I’ve seen a lot of this in recent years, and I wonder if it’s due to the influence of mental health and social service models. A colleague who’d spent a dozen years in psychiatry and another dozen in addictions noted the difference: Mental health approaches emphasize process over outcome– you were evaluated more on how you addressed various aspects of the case, the services you provided and the methods you employed, than on a particular result. Addiction programs, conversely, targeted elimination or at least substantial improvement in substance use– a narrower goal that permitted greater focus in treatment.

Back to that example for a moment: I wondered even then whether treatment hadn’t inadvertently reinforced the patient’s core defenses. It did appear as if he spent sixty days obsessing about other things– his uncooperative spouse, his ‘delusional’ supervisor, his dreams of a new career, even a ‘possible brain tumor’ (his phrase) which he thought might be a factor in his headaches.

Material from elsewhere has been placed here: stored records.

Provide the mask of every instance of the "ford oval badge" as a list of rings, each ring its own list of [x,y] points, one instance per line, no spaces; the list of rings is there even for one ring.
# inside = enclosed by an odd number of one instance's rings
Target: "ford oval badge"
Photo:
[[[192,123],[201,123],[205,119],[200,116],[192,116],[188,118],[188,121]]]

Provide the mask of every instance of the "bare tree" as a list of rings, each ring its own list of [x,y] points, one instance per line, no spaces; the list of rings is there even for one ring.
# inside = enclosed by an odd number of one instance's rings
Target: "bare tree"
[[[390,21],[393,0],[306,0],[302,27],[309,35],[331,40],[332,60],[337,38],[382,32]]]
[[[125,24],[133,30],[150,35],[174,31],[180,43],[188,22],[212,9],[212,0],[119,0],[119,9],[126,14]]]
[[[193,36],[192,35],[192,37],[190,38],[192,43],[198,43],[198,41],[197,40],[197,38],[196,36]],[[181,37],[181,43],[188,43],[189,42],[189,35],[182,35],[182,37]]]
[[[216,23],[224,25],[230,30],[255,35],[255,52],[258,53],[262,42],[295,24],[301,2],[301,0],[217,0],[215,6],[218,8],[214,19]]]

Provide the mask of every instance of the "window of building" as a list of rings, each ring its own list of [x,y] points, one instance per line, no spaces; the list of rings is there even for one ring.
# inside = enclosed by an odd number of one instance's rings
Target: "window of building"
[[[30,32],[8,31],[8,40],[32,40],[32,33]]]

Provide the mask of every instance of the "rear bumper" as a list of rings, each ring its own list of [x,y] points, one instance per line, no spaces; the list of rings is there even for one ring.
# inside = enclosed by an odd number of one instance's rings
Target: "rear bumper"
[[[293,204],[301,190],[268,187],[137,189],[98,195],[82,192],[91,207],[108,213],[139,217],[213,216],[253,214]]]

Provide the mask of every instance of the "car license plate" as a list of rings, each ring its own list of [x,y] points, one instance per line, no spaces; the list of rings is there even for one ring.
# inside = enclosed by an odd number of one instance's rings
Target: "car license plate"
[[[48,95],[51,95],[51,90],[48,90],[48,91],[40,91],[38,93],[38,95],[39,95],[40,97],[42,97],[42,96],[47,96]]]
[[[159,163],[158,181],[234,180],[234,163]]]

When I checked back later, I learned he’d resumed drinking on the flight home. The pilot had considered landing and putting him off, but in the end that hadn’t been necessary.

A few months later, now suspended from his job, he’d called to complain that his costly treatment hadn’t ‘worked’. Couldn’t disagree with that. The outcome might have been the same even if the treatment had been different. But I had a sneaking feeling we’d mostly wasted his time.

What should have happened? Well, IMO, a more single-minded focus on the obvious issue. Doesn’t  matter whether the clinician went on to use MI or CBT or 12 Step or Past-Life Therapy (OK, I’m joking about the last one). So long as the focus was on the one problem most likely to undermine everything else.